BIODIVERSITE / Comment la chute de la biodiversité affecte-t-elle les humains ?

La diminution progressive de la diversité biologique ne constitue pas une menace abstraite ou lointaine, mais un phénomène aux conséquences tangibles et immédiates pour les sociétés humaines, touchant à la fois la santé, l’économie, la sécurité alimentaire et même la stabilité sociale. Les écosystèmes, dans leur complexité, fournissent ce que les écologues appellent des services écosystémiques – des processus naturels dont dépendent directement ou indirectement les activités humaines. Lorsqu’une espèce disparaît ou que sa population décline, ce ne sont pas seulement des équilibres naturels qui sont perturbés, mais aussi des mécanismes essentiels à notre survie. Par exemple, la pollinisation des cultures, assurée à 75 % par des insectes comme les abeilles, les bourdons ou les papillons, est un service dont la valeur économique annuelle est estimée entre 235 et 577 milliards de dollars selon l’IPBES (2016). Or, en Europe et en Amérique du Nord, les populations d’abeilles domestiques ont chuté de 30 à 50 % depuis les années 2000 en raison des pesticides (notamment les néonicotinoïdes), de la destruction des habitats et des pathogènes comme le Varroa destructor, un acarien parasite. Cette disparition force déjà certains agriculteurs, comme dans la province chinoise du Sichuan, à recourir à une pollinisation manuelle, une méthode 10 fois moins efficace et économiquement insoutenable à grande échelle. Si cette tendance se poursuit, les rendements des cultures dépendantes des pollinisateurs – parmi lesquelles figurent des aliments de base comme les fruits, les noix, le café et le cacao – pourraient chuter de 20 à 90 % d’ici 2050, selon les projections de la FAO. Une telle baisse aurait des répercussions en chaîne : pénuries alimentaires, hausse des prix, instabilité des marchés et exacerbation des inégalités, les populations les plus pauvres étant les premières touchées.

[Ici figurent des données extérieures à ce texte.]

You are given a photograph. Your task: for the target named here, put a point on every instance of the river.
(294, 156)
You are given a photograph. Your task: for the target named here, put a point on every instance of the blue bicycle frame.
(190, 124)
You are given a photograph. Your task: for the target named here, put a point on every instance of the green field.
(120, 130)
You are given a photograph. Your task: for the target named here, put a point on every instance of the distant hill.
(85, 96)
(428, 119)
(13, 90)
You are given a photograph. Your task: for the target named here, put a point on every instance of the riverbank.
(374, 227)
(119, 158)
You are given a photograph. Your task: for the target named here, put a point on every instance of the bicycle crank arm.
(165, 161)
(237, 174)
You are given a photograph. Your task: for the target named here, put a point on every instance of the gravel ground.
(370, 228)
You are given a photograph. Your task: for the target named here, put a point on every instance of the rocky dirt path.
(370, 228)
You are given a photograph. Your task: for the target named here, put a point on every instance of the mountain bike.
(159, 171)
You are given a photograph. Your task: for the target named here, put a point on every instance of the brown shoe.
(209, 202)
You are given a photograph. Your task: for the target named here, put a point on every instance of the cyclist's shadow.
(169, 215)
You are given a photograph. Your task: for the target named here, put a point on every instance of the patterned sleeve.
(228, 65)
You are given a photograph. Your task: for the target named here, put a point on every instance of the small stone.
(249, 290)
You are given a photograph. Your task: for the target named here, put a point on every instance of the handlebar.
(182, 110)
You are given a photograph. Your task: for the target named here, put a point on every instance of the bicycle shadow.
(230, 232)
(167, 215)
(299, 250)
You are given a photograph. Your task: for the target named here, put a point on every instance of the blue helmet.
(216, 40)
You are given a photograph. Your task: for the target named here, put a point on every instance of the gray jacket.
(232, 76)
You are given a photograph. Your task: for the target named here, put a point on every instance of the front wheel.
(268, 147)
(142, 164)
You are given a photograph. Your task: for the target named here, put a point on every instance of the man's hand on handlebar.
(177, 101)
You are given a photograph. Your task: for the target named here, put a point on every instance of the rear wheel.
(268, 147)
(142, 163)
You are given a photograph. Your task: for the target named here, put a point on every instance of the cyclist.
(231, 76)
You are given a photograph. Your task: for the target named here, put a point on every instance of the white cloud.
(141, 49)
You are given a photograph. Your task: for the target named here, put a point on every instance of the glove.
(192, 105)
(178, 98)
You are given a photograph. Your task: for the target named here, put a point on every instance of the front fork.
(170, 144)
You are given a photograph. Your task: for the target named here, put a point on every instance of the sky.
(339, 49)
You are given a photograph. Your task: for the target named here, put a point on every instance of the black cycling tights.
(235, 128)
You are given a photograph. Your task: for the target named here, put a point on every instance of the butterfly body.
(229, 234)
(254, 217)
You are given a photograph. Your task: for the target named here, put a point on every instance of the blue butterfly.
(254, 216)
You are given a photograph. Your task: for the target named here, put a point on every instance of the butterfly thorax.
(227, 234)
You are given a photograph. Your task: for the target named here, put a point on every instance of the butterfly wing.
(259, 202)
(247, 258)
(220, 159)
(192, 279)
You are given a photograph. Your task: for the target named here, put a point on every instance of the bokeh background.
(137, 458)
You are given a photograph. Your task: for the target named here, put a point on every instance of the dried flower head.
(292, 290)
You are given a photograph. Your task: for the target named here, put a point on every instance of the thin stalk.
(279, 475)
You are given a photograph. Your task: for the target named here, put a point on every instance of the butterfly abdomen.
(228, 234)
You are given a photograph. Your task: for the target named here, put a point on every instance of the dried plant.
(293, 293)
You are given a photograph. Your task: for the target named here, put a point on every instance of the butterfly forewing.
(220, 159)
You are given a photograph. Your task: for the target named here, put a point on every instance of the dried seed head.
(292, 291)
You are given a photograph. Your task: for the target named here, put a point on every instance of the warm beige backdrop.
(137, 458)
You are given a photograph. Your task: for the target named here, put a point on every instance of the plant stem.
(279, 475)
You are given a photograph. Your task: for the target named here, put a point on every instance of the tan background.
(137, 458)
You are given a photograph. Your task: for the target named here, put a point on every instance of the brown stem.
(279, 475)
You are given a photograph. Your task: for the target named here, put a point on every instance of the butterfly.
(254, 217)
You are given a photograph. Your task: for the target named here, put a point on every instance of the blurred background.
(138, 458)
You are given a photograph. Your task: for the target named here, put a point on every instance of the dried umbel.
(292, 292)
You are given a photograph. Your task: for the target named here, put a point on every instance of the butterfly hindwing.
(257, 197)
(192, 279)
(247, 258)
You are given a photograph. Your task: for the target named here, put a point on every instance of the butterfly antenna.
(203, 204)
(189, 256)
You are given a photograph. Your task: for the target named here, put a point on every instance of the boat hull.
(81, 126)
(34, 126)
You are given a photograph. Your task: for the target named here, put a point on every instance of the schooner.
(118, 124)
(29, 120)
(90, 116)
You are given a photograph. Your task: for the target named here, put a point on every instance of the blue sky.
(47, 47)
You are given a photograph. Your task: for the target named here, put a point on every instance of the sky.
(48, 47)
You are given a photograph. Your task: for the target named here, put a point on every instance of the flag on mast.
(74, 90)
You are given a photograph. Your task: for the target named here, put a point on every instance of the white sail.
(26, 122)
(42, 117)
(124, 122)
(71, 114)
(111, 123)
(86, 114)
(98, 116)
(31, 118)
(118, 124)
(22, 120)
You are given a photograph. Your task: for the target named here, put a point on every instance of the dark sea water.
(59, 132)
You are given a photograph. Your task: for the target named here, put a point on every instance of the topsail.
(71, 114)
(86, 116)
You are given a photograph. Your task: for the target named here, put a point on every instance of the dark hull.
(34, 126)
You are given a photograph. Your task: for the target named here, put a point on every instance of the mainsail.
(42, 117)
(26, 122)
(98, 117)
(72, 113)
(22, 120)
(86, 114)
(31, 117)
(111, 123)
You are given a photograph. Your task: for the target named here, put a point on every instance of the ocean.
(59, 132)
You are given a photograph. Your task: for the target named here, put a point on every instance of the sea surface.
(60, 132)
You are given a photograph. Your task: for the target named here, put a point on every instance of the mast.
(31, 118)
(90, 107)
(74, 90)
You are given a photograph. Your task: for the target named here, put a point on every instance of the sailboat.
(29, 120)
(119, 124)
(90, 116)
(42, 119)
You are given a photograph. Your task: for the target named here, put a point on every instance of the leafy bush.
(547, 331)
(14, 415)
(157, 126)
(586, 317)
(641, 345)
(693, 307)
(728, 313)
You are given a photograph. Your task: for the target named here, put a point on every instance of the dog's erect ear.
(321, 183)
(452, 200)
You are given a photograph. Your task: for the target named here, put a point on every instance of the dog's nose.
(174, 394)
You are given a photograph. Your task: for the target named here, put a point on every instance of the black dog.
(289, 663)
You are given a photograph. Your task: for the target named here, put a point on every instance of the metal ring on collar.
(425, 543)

Au-delà de l’agriculture, la biodiversité joue un rôle crucial dans la régulation des maladies, un domaine où son déclin a des conséquences directes sur la santé humaine. Les écosystèmes riches en espèces agissent comme un rempart contre la propagation des pathogènes, un phénomène connu sous le nom d’effet de dilution. Par exemple, dans les forêts tropicales, une grande diversité de rongeurs et d’autres mammifères limite la transmission de maladies comme la fièvre de Lassa ou le hantavirus, car les pathogènes circulent entre de multiples hôtes sans se concentrer sur une seule espèce. En revanche, lorsque la biodiversité diminue – par exemple à cause de la déforestation ou de la fragmentation des habitats –, les espèces généralistes et résistantes, comme certains rongeurs, prolifèrent et deviennent des réservoirs de maladies. C’est ce qui s’est produit en Amérique du Sud, où la déforestation de l’Amazonie a favorisé l’expansion des moustiques vecteurs de la malaria et de la dengue, ou en Afrique de l’Ouest, où la réduction des prédateurs naturels a augmenté les populations de rongeurs porteurs du virus Ebola. Une étude publiée dans Nature en 2020 a établi un lien direct entre la perte de biodiversité et l’émergence de zoonoses (maladies transmises de l’animal à l’homme), estimant que 60 % des maladies infectieuses humaines ont une origine animale. La pandémie de COVID-19, dont l’origine est probablement liée à la perturbation des écosystèmes et au commerce d’espèces sauvages, illustre tragiquement ce risque. La destruction des habitats naturels, en rapprochant les humains et la faune sauvage, multiplie les opportunités de saut d’espèce (spillover) des pathogènes, comme l’a montré une analyse du Programme des Nations Unies pour l’Environnement (PNUE) en 2021.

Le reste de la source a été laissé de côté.